Document Type : Original Article
Authors
- . Kasturi Mukherjee 1
- . Anjan Das 2
- . Sandip Roy Basunia 2
- . Soumyadip Dutta 3
- . Parthajit Mandal 4
- . Anindya Mukherjee 5
1 Department of Biochemistry, Medical College, Kolkata, West Bengal, India
2 Department of Anaesthesiology, College of Medicine and Sagore Dutta Hospital, Kolkata, West Bengal, India
3 Department of Orthopedics, R.G Kar Medical College, Kolkata, West Bengal, India
4 Department of G and O, College of Medicine and Sagore Dutta Hospital, Kolkata, West Bengal, India
5 Department of Anaesthesiology, N.R.S Medical College and Hospital, Kolkata, West Bengal, India
Abstract
Objective: Different additives have been used to prolong brachial plexus block. We
evaluated the effect of adding magnesium sulfate to ropivacaine for supraclavicular brachial
plexus blockade. The primary endpoints were the onset and duration of sensory and motor
block and duration of analgesia.
Methods: One hundred patients(25–55 years) posted for elective forearm and hand surgeries
under supraclavicular brachial plexus block were divided into two equal groups (Groups RM
and RN) in a randomized, double‑blind fashion. In group RM (n = 50), 30 ml 0.5% ropivacaine
plus 150 mg (in 1 ml 0.9% saline) magnesium sulfate and in group RN (n = 50), 30 ml 0.5%
ropivacaine plus 1 ml normal saline were administered in supraclavicular block. Sensory
and motor block onset times and block durations, time to first analgesic use, total analgesic
need, postoperative visual analog scale (VAS), hemodynamic variables, and side effects were
recorded for each patient.
Findings: Though with similar demographic profile and block (sensory and motor) onset
time, the sensory and motor block duration and time to first analgesic use were significantly
longer and the total need for rescue analgesics was lower in group RM (P = 0.026) than
group RN. Postoperative VAS values at 24 h were significantly lower in group RM (P = 0.045).

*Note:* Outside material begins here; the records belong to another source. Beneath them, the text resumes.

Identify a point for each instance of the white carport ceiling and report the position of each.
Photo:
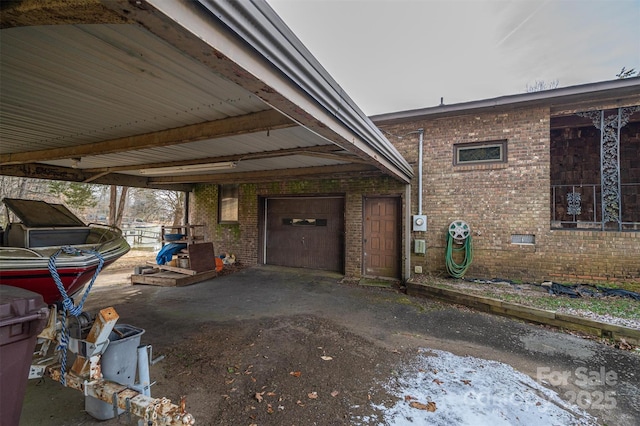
(123, 86)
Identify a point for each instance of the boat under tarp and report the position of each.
(44, 230)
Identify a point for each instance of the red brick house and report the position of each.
(548, 182)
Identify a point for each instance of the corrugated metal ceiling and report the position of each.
(94, 101)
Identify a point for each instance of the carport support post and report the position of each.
(407, 232)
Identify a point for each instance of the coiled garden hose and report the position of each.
(457, 270)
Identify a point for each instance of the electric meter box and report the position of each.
(419, 222)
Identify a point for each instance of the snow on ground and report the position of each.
(473, 391)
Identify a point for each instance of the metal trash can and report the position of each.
(118, 364)
(23, 315)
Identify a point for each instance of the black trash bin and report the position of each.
(23, 315)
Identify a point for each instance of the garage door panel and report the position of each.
(306, 233)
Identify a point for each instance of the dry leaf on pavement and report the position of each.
(429, 406)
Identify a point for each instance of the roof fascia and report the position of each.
(260, 42)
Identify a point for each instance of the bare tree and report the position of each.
(116, 214)
(625, 73)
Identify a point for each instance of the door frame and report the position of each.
(398, 232)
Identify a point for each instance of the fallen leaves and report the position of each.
(429, 406)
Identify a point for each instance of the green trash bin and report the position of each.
(23, 315)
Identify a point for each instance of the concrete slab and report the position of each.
(264, 297)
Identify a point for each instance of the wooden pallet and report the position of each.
(172, 279)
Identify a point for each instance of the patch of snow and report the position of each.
(474, 391)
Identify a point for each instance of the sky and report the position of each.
(398, 55)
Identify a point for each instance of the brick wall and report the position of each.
(242, 239)
(498, 200)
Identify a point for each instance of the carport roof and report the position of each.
(129, 93)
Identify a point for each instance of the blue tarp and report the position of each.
(166, 253)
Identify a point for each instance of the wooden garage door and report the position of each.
(306, 232)
(382, 237)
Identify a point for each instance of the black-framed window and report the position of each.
(228, 203)
(480, 152)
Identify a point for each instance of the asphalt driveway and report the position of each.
(231, 316)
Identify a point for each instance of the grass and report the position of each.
(614, 306)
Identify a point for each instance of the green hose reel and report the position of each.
(459, 235)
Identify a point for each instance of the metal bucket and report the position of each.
(119, 363)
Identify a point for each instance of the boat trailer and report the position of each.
(88, 339)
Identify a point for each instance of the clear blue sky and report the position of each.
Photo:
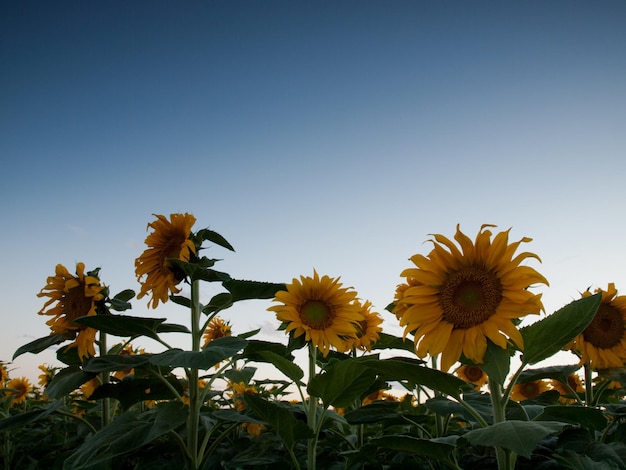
(327, 135)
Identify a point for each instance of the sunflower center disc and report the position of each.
(75, 303)
(316, 314)
(606, 329)
(470, 296)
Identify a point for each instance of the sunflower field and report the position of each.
(462, 389)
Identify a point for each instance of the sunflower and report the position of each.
(169, 239)
(320, 309)
(19, 390)
(454, 300)
(529, 390)
(47, 375)
(368, 329)
(603, 343)
(473, 374)
(574, 383)
(73, 297)
(217, 328)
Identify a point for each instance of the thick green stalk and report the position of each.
(498, 403)
(104, 378)
(193, 419)
(312, 413)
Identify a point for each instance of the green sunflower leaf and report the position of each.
(66, 381)
(42, 344)
(27, 417)
(546, 337)
(123, 325)
(411, 370)
(424, 447)
(519, 436)
(341, 383)
(560, 373)
(215, 352)
(289, 428)
(111, 362)
(582, 415)
(131, 390)
(287, 367)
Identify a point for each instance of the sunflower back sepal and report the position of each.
(196, 272)
(44, 343)
(213, 237)
(548, 336)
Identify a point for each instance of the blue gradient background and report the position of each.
(326, 135)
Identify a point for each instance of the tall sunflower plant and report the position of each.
(464, 387)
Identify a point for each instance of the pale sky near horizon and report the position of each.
(312, 135)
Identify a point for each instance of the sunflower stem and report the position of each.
(104, 379)
(498, 404)
(312, 413)
(194, 405)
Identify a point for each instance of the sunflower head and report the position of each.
(217, 328)
(19, 389)
(70, 297)
(321, 310)
(529, 390)
(460, 296)
(603, 343)
(169, 239)
(473, 374)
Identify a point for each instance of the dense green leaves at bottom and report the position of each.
(127, 432)
(519, 436)
(284, 423)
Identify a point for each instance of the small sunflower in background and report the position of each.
(18, 390)
(368, 329)
(4, 374)
(71, 297)
(48, 373)
(472, 374)
(321, 310)
(602, 344)
(574, 383)
(217, 328)
(456, 299)
(529, 390)
(169, 239)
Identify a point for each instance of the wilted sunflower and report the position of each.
(368, 329)
(603, 343)
(457, 299)
(75, 296)
(168, 240)
(217, 328)
(20, 389)
(320, 309)
(473, 374)
(529, 390)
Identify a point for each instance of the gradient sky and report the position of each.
(334, 135)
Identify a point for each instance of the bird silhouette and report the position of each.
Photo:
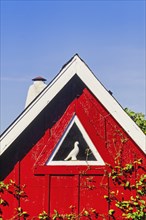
(73, 154)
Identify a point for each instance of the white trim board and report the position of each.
(75, 66)
(98, 161)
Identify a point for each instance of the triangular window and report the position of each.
(75, 147)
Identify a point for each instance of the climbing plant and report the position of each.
(138, 118)
(121, 175)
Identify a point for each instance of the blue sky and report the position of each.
(38, 37)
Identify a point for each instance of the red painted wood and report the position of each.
(58, 187)
(63, 193)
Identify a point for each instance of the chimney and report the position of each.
(33, 91)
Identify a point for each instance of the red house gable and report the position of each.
(59, 147)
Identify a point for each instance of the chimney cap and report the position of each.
(39, 78)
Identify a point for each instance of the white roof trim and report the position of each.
(75, 66)
(98, 161)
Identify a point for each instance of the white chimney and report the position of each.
(33, 91)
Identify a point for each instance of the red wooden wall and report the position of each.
(59, 187)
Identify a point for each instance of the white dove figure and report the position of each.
(73, 154)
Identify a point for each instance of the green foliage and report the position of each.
(138, 118)
(135, 206)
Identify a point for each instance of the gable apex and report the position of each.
(76, 66)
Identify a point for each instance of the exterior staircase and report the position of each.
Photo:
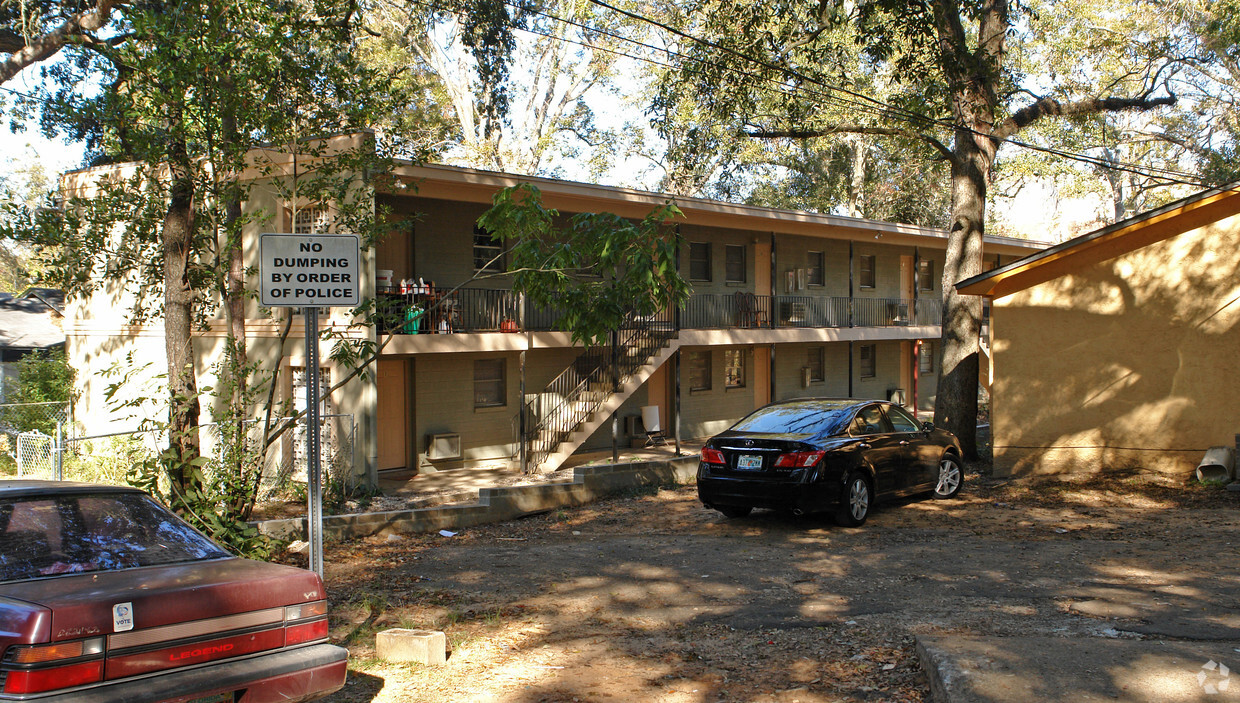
(579, 401)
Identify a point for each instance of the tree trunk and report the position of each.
(177, 325)
(859, 148)
(956, 401)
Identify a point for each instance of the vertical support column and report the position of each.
(850, 368)
(916, 283)
(521, 418)
(676, 417)
(615, 388)
(522, 430)
(850, 310)
(916, 371)
(314, 477)
(773, 311)
(771, 384)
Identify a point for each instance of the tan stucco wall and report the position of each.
(1130, 363)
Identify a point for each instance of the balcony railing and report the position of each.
(481, 310)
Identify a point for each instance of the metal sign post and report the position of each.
(310, 272)
(314, 468)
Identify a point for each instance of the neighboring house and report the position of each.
(1117, 350)
(784, 304)
(29, 322)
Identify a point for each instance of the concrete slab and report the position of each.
(589, 482)
(1050, 670)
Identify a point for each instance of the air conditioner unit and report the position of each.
(443, 446)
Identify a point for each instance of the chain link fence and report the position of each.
(109, 458)
(27, 438)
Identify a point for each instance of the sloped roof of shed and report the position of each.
(1106, 243)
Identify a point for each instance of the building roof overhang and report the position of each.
(474, 185)
(1106, 243)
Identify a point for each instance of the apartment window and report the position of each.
(734, 264)
(734, 368)
(815, 265)
(489, 254)
(699, 260)
(866, 275)
(868, 366)
(925, 274)
(490, 389)
(699, 371)
(925, 358)
(310, 221)
(817, 365)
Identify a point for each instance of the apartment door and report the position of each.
(907, 269)
(763, 268)
(393, 418)
(761, 376)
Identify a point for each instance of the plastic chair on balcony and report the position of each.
(749, 313)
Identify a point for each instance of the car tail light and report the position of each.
(53, 666)
(799, 459)
(305, 632)
(305, 611)
(299, 626)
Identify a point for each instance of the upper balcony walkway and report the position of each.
(470, 310)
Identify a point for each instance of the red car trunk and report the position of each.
(164, 595)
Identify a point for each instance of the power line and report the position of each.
(908, 115)
(872, 106)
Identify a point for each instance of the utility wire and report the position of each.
(908, 115)
(871, 106)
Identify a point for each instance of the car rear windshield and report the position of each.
(47, 536)
(807, 419)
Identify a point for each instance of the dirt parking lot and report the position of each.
(654, 598)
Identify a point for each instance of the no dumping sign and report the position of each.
(308, 270)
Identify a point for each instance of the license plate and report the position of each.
(749, 463)
(217, 698)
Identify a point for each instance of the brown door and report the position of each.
(392, 420)
(761, 376)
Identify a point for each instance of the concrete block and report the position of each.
(423, 646)
(1218, 465)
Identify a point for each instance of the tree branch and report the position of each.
(1050, 107)
(47, 45)
(850, 129)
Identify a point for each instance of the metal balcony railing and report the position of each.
(484, 310)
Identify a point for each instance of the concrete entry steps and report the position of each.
(1062, 670)
(496, 505)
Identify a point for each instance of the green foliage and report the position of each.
(598, 270)
(42, 377)
(221, 491)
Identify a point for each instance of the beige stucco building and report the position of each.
(1117, 350)
(784, 304)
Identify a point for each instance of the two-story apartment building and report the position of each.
(784, 304)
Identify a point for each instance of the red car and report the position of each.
(108, 596)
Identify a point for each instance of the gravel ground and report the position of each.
(651, 596)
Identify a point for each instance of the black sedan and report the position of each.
(823, 454)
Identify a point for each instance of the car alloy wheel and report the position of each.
(950, 477)
(854, 506)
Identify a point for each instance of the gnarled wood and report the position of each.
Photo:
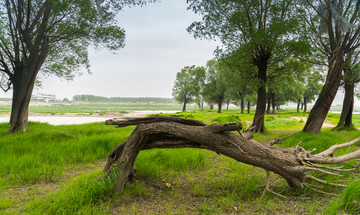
(293, 164)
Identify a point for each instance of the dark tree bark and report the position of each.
(322, 105)
(261, 61)
(268, 107)
(242, 105)
(184, 106)
(305, 104)
(295, 165)
(220, 106)
(298, 106)
(273, 102)
(348, 106)
(27, 68)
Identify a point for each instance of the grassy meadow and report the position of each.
(54, 170)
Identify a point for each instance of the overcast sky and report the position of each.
(157, 47)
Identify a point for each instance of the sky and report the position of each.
(157, 47)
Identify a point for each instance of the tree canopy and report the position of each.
(52, 36)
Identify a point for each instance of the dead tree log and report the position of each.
(295, 165)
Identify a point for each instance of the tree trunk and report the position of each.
(348, 106)
(23, 85)
(184, 106)
(268, 106)
(295, 165)
(298, 107)
(322, 105)
(273, 104)
(258, 122)
(242, 105)
(220, 106)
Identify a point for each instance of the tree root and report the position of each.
(295, 165)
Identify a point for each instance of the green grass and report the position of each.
(93, 107)
(53, 170)
(44, 152)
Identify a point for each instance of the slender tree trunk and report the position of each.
(184, 106)
(273, 104)
(298, 106)
(220, 105)
(22, 90)
(305, 104)
(348, 106)
(258, 122)
(268, 104)
(242, 105)
(322, 105)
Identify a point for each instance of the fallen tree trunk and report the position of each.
(293, 164)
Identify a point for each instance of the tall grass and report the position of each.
(44, 152)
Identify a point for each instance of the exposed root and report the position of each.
(267, 187)
(295, 165)
(324, 182)
(322, 171)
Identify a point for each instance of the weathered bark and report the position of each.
(305, 104)
(298, 106)
(348, 106)
(268, 106)
(273, 103)
(322, 105)
(184, 106)
(261, 61)
(293, 164)
(242, 105)
(220, 105)
(26, 63)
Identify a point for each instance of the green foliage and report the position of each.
(349, 199)
(188, 84)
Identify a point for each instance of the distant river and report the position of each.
(69, 120)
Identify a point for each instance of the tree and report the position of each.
(51, 37)
(216, 85)
(296, 165)
(257, 28)
(337, 35)
(350, 78)
(188, 84)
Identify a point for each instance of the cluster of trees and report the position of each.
(273, 43)
(217, 84)
(52, 37)
(93, 98)
(267, 46)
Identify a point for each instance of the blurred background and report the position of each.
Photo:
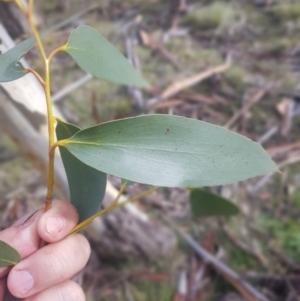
(231, 63)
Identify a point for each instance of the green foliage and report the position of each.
(8, 255)
(169, 151)
(286, 233)
(127, 183)
(215, 14)
(10, 67)
(95, 55)
(87, 185)
(205, 204)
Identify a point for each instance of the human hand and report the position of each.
(44, 274)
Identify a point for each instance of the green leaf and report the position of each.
(87, 185)
(10, 67)
(170, 151)
(95, 55)
(205, 204)
(8, 255)
(127, 183)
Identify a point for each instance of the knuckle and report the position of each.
(56, 265)
(73, 292)
(84, 245)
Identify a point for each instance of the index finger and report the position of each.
(58, 221)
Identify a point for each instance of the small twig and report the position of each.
(70, 88)
(178, 86)
(241, 245)
(249, 104)
(245, 289)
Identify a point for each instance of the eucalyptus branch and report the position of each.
(113, 206)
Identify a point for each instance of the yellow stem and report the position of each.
(20, 5)
(41, 48)
(36, 74)
(113, 206)
(61, 48)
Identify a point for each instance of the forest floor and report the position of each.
(256, 93)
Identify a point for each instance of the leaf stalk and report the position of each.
(115, 204)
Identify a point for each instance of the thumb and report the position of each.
(23, 236)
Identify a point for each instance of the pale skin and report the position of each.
(44, 274)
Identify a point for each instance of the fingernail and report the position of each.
(23, 282)
(54, 225)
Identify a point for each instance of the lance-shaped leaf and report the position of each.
(205, 204)
(8, 255)
(127, 183)
(87, 185)
(170, 151)
(10, 67)
(95, 55)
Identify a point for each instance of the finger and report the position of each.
(57, 222)
(2, 288)
(49, 266)
(66, 291)
(22, 236)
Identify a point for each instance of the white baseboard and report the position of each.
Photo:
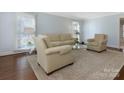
(4, 53)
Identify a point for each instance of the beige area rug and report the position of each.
(89, 65)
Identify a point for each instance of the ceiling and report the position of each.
(82, 15)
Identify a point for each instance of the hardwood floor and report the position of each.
(15, 67)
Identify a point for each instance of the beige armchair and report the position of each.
(99, 43)
(51, 59)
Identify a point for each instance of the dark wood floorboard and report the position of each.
(15, 67)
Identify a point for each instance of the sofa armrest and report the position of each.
(103, 42)
(90, 40)
(60, 49)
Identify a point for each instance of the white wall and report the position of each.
(7, 31)
(52, 24)
(107, 25)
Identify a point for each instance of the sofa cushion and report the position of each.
(64, 37)
(57, 43)
(68, 42)
(60, 49)
(47, 42)
(99, 37)
(54, 37)
(93, 44)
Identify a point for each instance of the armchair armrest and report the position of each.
(59, 49)
(90, 40)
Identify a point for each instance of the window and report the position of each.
(76, 30)
(25, 31)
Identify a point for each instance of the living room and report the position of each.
(78, 27)
(61, 46)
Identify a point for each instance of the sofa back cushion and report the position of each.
(65, 37)
(54, 37)
(99, 37)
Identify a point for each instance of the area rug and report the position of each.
(89, 65)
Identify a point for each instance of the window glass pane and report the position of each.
(25, 31)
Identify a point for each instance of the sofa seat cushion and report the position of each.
(60, 43)
(93, 44)
(53, 38)
(57, 43)
(60, 49)
(68, 42)
(65, 37)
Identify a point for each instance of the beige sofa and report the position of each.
(51, 59)
(54, 40)
(99, 43)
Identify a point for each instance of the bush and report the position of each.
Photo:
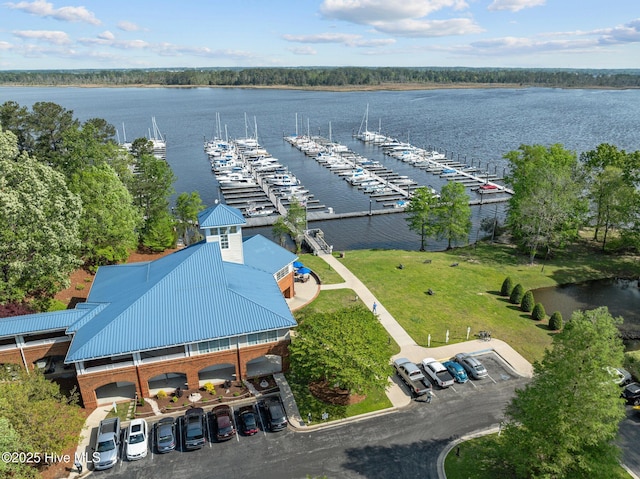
(555, 322)
(516, 294)
(507, 287)
(527, 302)
(538, 312)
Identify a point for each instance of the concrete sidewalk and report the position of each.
(408, 347)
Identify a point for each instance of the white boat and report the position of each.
(283, 179)
(236, 180)
(259, 211)
(158, 141)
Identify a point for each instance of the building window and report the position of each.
(282, 273)
(265, 337)
(213, 346)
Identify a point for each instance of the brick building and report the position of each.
(213, 311)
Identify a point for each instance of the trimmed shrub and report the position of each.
(555, 322)
(507, 287)
(527, 302)
(516, 294)
(538, 312)
(210, 388)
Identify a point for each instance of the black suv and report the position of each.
(631, 394)
(276, 418)
(193, 426)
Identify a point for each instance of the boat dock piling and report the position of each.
(254, 182)
(434, 162)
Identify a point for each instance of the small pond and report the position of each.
(621, 296)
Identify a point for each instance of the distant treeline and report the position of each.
(329, 77)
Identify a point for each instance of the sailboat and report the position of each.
(158, 141)
(365, 135)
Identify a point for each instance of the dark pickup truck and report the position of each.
(412, 376)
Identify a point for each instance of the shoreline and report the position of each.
(334, 89)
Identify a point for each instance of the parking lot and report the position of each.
(351, 449)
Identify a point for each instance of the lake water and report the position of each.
(472, 124)
(620, 296)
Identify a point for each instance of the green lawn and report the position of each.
(320, 267)
(467, 461)
(466, 295)
(328, 301)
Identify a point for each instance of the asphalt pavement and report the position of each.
(434, 440)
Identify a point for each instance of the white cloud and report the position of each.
(369, 11)
(429, 28)
(296, 51)
(128, 26)
(347, 39)
(106, 35)
(48, 36)
(41, 8)
(408, 18)
(628, 33)
(515, 5)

Intraoperative hemodynamics was comparable among two groups and no appreciable side
effect was noted throughout the study period.
Conclusion: It can be concluded from this study that adding magnesium sulfate to
supraclavicular brachial plexus block may increase the sensory and motor block duration
and time to first analgesic use, and decrease total analgesic needs, with no side effects.